Alasan pikir-pikir atas putusan majelis hakim yang diketuai HR Unggul Warso Mukti atas perkara tiga terdakwa yang terjerat kasus tindak pidana korupsi yang
berujung OTT KPK bulan Juni 2017 itu, lantaran penuntut umum lembaga antirasuah ini belum sepenuhnya membaca amar putusan secara lengkap.
“Kami harus mengeja satu-persatu. Itu
kan amarnya, jangan sampai tidak tepat dengan apa tuntutan kami. Kalau
melenceng terlalu jauh, kan alangkah tidak baiknya kalau kami tidak cermat dalam
hal ini,” kata Lie Putra Setiawan, usai sidang.

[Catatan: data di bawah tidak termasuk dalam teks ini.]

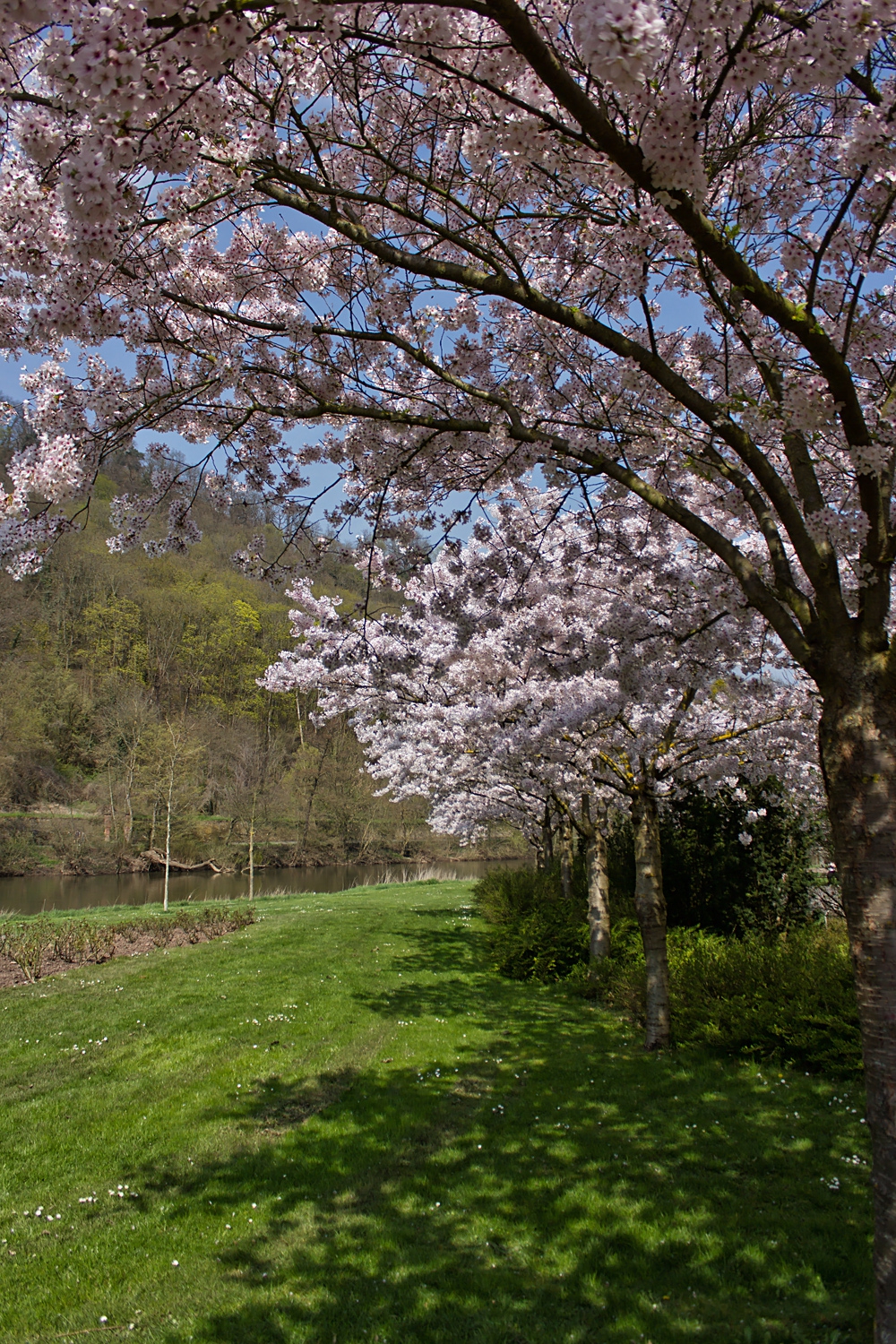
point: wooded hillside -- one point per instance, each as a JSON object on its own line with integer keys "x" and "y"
{"x": 113, "y": 667}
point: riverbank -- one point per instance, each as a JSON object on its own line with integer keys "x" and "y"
{"x": 85, "y": 843}
{"x": 339, "y": 1124}
{"x": 54, "y": 892}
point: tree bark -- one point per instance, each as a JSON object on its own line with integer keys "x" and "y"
{"x": 547, "y": 839}
{"x": 857, "y": 746}
{"x": 650, "y": 909}
{"x": 598, "y": 897}
{"x": 565, "y": 857}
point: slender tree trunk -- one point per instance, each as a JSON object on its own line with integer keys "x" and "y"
{"x": 650, "y": 909}
{"x": 547, "y": 838}
{"x": 598, "y": 897}
{"x": 565, "y": 857}
{"x": 171, "y": 789}
{"x": 252, "y": 852}
{"x": 112, "y": 806}
{"x": 857, "y": 745}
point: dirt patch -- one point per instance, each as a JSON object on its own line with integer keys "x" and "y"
{"x": 137, "y": 945}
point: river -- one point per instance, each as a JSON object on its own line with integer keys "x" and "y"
{"x": 31, "y": 895}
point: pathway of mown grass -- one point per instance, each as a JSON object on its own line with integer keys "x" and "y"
{"x": 341, "y": 1126}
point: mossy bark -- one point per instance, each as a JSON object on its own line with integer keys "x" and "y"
{"x": 650, "y": 909}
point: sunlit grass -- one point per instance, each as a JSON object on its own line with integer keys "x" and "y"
{"x": 341, "y": 1126}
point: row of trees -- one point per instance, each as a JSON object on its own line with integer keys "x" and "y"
{"x": 546, "y": 675}
{"x": 126, "y": 680}
{"x": 463, "y": 239}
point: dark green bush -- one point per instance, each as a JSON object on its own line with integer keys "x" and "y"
{"x": 786, "y": 997}
{"x": 535, "y": 933}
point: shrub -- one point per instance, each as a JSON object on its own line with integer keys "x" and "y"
{"x": 72, "y": 940}
{"x": 711, "y": 879}
{"x": 786, "y": 997}
{"x": 102, "y": 941}
{"x": 27, "y": 945}
{"x": 535, "y": 933}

Dalam surat tuntutannya JPU KPK
meminta majelis hakim menyatakan tiga terdakwa bersama anggota Dewan terbukti
secara sah dan meyakinkan telah menerima hadiah atau sejumlah uang sebesar Rp
450 juta dari Walikota Mas’ud Yunus dan Wiwiet Febriyanto agar melakukan atau
tidak melakukan sesuatu terkait jabatannya. Para anggota legislatif daerah itu
menjadi pihak penerima suap terkait pembahasan P-APBD 2017 dan APBD 2018 Kota
Mojokerto.
Akad penyerahan uang Rp 450 juta itu
berujung operasi tangkap tangan (OTT) KPK yang menyeret Wiwiet Febriyanto, saat itu menjabat
Kadis PUPR dan tiga pimpinan DPRD Kota Mojokerto, Purnomo, Umar Faruq dan
Abdullah Fanani.
Kami, kata Lie Putra lebih lanjut, meyakini
majelis hakim tidak membacakan seluruhnya isi putusan.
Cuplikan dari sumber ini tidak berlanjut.